Daboll was well prepared. He had spent two years as a grad assistant at Michigan State under Saban, so could speak semi-comfortably about scheme, self-scout, all that. Then Scarnecchia asked him about salary.

What do you think you should make?

Daboll had researched this, too. He had made calls to colleagues, and had dug up salary surveys from the NFL Coaches Association. He believed the average annual salary was around $65,000. He also thought, having worked for Saban, that he was a tad better than average.

"So I say 70," Daboll recalled. "And Brad Seely leans over and says, 'Would you take 15?' I go, 'Yessir.'"

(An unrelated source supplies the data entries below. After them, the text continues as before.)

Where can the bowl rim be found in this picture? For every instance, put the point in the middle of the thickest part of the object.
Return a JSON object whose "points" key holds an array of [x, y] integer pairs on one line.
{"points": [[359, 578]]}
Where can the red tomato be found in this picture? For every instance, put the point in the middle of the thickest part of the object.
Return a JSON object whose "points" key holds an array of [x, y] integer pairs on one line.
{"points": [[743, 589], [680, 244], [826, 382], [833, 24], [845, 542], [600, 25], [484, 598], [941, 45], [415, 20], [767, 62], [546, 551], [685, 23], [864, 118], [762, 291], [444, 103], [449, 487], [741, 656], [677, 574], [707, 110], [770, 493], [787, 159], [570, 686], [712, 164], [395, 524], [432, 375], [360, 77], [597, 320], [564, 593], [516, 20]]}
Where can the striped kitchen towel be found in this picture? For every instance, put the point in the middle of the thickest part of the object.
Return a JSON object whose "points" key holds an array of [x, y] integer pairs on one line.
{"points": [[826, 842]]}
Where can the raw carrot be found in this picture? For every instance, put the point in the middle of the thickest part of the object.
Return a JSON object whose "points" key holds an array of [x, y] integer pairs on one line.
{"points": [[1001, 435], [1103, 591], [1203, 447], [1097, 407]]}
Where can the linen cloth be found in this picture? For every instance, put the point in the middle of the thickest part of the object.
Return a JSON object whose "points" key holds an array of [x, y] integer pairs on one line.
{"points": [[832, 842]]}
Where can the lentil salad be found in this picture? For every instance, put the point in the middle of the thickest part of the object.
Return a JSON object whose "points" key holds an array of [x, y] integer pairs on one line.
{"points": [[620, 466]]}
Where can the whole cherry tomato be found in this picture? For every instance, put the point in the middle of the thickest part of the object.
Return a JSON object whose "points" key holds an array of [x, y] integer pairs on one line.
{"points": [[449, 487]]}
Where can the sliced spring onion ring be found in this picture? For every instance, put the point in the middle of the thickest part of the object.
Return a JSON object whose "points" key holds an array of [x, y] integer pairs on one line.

NFL teams lowballing QC types like they're newspapers out here. Article also has a bunch of details on what breaking into football coaching is actually like. It is a ton of yes/no game charting.

Etc.: Carol Hutchins wins the inaugural Pat Summitt award. Well deserved. Minnesota suspends ten(!) players indefinitely. They decline to say why because of "privacy restrictions relating to student educational data," which tells you why. [UPDATE: Nevermind. Very bad.]

Peppers and mom in NYC. Some Don Brown twist stuff. Will Lockwood will be out for some time thanks to an obvious boarding incident that went uncalled but still separated his shoulder. "Christmas camp." Sounds fun!